The result is a home built to a higher material standard than most comparable new construction in this market at a lower price.


That discipline extends to land acquisition as well. Buildable infill lots in Bryan range from $30,000 to$60,000. By targeting the lower end of that range specifically in neighborhoods that are beginning to stabilize and improve it is possible to reduce land cost significantly without compromising the quality or desirability of the finished home. This requires patience, research, and a willingness to see potential in places others have not yet looked. Three such lots have been acquired to date.

The third discipline is workflow. Construction delays are expensive. Subcontractor gaps, late material deliveries, and poor sequencing add days and weeks to a build and every day costs money. Staying on top of the workflow, managing the details, and maintaining close coordination between the general contractor and the project keeps the build on schedule and the costs controlled.


The Demonstration Project


The first home broke ground February 25, 2026, with a target completion of April 10, 2026. It is 1,406square feet three bedrooms, two baths priced at $261,000. That is below the entry point for comparable new construction from the market's dominant builders, delivered at a higher quality standard, in a neighborhood that is beginning to stabilize and grow.


It is currently available for purchase while under construction. The target buyer is a first-time homebuyer or working family for whom new construction at this price point would otherwise not be an option.


Two additional lots have been acquired in similar neighborhoods. The plan is to build on each, proceeding conservatively completing and selling each home before beginning the next to maintain financial discipline in an uncertain market.


The Longer Vision


A single affordable home is a good thing. A replicable model is a different thing entirely.

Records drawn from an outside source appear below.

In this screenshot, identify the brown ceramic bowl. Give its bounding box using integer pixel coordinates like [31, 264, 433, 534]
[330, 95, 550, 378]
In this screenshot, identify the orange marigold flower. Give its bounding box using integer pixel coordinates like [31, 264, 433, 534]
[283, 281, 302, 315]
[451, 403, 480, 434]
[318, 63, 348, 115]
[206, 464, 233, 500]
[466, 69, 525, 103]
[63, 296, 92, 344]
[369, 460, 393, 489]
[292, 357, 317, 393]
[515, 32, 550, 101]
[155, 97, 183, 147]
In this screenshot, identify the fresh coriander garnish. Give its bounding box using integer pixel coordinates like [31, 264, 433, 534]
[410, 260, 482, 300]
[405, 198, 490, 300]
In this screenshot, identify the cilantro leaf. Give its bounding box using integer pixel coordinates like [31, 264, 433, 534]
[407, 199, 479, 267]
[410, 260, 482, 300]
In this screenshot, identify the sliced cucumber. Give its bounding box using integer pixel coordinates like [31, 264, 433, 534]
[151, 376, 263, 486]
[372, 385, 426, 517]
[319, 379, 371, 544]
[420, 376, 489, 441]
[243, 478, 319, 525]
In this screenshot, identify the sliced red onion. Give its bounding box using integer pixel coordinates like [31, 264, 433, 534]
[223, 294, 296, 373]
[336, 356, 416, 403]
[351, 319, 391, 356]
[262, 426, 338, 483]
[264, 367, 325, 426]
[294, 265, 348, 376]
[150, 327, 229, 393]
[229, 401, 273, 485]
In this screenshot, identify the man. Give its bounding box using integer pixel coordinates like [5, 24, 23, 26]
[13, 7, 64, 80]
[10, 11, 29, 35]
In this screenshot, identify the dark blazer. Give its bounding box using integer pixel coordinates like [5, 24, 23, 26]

As production builders continue to push prices upward, the discipline embedded in this model creates a widening gap. Holding the price point while the market climbs is not just a financial goal it is the proof of concept. If a genuinely affordable, genuinely well-built home can be delivered consistently, the model can be replicated. By others, in other markets, at larger scale.

And the impact is more than financial. Homeownership changes what a family can pass down to the next generation not just in terms of wealth, but in terms of stability, roots, and the simple fact of having a place that is theirs. That is not a small thing. For a first-time buyer who never expected new construction to be within reach, it is the beginning of a different story.